Re: Motion 31 draft text V04.4, extra notes

["Nate Hayes" <nh@xxxxxxxxxxxxxxxxx>]

Vincent Lefevere wrote:
> On 2012-04-11 18:53:04 -0500, Nate Hayes wrote:
> > Vincent Lefevre wrote:
> > >How can you consider 1 / [0,1] without unbounded intervals?
> > You've already agreed [1,+OVR] as a family of intervals is not the same
> > thing as an unbounded interval but contains all possible solutions.
>
> Do you mean that 1 / [0,1] returns [1,+OVR] based on this fact?
> In such a case, [1,+OVR] is equivalent to an unbounded interval.
That has been a point of mine from the beginning: unbounded intervals are
not necessary.



> > >>Who cares if I can do 1/[0,1]=[1,+Inf] at Level 1 if I can't assume
> > >>   A + X = B + X
> > >>means A = B!!
> > >>
> > >>That is not an arithmetic I want to work with.
> > >
> > >If you do not work with unbounded intervals, you still have
> > > A + X = B + X ==> A = B
> > >
> > >I don't see any problem.
>
> And I would add the the above does not work with families of intervals
> such as [1,+OVR]. So, you are not solving anything by replacing
> unbounded intervals by families of intervals.
It appears you are changing the subject, since I was speaking about Level 1
and now you are talking about Level 2.


> > Well, how am I to not work with unbounded intervals at Level 1 if the
> > standard requires they may be there?
>
> Since your system works only with bounded intervals, you must have
> some hypotheses that guaranty that unbounded intervals will never
> occur (e.g. if you consider 1 / X, you need to know that X doesn't
> contain 0). So, you can just ignore unbounded intervals globally.
It appears you are changing the subject again, for the same reasons
mentioned above.

Anyhow, at Level 2 there is no practical difference between Inf/OVR in the
interval arithmetics:
Decorations and compressed intervals can make the distinction that you
mention in both cases. For example, the full decorated result of 1 / [0,1]
may be
   ([1,+OVR],somewhereDefined)
and with compressed intervals the result may be either the bare interval
   [1,+OVR]
or the bare decoration
   somewhereDefined.
So nothing is lost over the current P1788 model, i.e., what you're talking
about isn't any argument in favor of unbounded intervals or against family
of intervals (in fact, its not really relevant at all).
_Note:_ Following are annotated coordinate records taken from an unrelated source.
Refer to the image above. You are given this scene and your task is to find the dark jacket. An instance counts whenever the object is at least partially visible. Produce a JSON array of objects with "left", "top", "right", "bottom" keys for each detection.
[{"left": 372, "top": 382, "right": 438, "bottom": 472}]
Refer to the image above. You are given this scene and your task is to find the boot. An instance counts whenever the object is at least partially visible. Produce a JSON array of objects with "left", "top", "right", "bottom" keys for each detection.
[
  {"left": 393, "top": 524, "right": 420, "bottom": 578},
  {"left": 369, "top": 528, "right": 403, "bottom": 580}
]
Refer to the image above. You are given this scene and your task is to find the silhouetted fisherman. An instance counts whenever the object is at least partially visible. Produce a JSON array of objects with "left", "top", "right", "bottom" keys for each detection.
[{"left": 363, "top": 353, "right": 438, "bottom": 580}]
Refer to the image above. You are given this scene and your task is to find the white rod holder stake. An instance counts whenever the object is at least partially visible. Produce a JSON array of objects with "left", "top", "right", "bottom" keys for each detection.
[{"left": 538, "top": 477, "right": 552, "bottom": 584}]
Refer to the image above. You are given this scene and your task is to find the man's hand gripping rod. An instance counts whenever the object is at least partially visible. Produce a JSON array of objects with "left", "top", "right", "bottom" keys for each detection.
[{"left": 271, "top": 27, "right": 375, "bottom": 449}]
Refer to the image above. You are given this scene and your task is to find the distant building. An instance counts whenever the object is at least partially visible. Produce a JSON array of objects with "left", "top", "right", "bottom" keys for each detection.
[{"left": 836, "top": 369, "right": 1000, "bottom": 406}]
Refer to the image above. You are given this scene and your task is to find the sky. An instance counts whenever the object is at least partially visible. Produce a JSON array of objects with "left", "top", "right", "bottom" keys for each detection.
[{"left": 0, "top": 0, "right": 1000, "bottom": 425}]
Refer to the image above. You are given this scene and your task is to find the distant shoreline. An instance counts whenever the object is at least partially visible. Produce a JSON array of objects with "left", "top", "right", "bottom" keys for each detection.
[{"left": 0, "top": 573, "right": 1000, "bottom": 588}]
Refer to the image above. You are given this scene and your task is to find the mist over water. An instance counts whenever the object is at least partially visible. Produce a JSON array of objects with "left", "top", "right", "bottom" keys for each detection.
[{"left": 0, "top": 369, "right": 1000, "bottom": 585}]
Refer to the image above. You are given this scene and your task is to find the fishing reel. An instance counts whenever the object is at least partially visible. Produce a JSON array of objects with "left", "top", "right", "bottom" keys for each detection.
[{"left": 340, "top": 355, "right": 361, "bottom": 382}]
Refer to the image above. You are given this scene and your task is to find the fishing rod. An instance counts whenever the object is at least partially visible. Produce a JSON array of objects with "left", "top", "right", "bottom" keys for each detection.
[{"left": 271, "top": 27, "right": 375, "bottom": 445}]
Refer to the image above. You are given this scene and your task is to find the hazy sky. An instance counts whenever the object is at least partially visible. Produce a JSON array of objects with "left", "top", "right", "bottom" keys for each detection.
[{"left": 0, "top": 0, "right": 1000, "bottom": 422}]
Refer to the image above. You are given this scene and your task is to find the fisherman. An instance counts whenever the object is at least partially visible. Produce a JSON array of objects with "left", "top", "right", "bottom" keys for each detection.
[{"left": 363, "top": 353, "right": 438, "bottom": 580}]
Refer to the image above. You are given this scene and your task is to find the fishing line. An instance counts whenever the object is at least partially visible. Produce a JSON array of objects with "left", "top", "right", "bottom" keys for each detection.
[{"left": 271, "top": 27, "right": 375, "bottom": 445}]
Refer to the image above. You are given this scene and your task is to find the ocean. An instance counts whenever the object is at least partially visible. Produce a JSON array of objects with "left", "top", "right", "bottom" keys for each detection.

> > I can't ignore anything the standard mandates unless I don't follow the
> > standard.
>
> The standard mandates that unbounded intervals are supported by the
> implementation, not that they will occur in the user application.
It mandates they are in the Level 1 math equations, which are then no longer
cancellative.


> > Development of Kaucher arithmetic *requires* cancellation property!!!
>
> The standard is not about the Kaucher arithmetic anyway.
That's news to me. The name of P1788 is "Standard for Interval
Arithmetic"... and Kaucher arithmetic is "interval arithmetic".


> > >BTW, cancellation is invalid at Level 2.
> > I already pointed that out just the other day.
>
> + the fact that you do not want to work at Level 1, this makes it
> useless.
I have never said I don't want to work at Level 1. I've said I want to work
in a Level 1 model that is cancellative. Please stop putting words in my
mouth.

Nate

P.S. The definition of a "straw man" is a counter-argument made to a
position not actually held by one's opponent.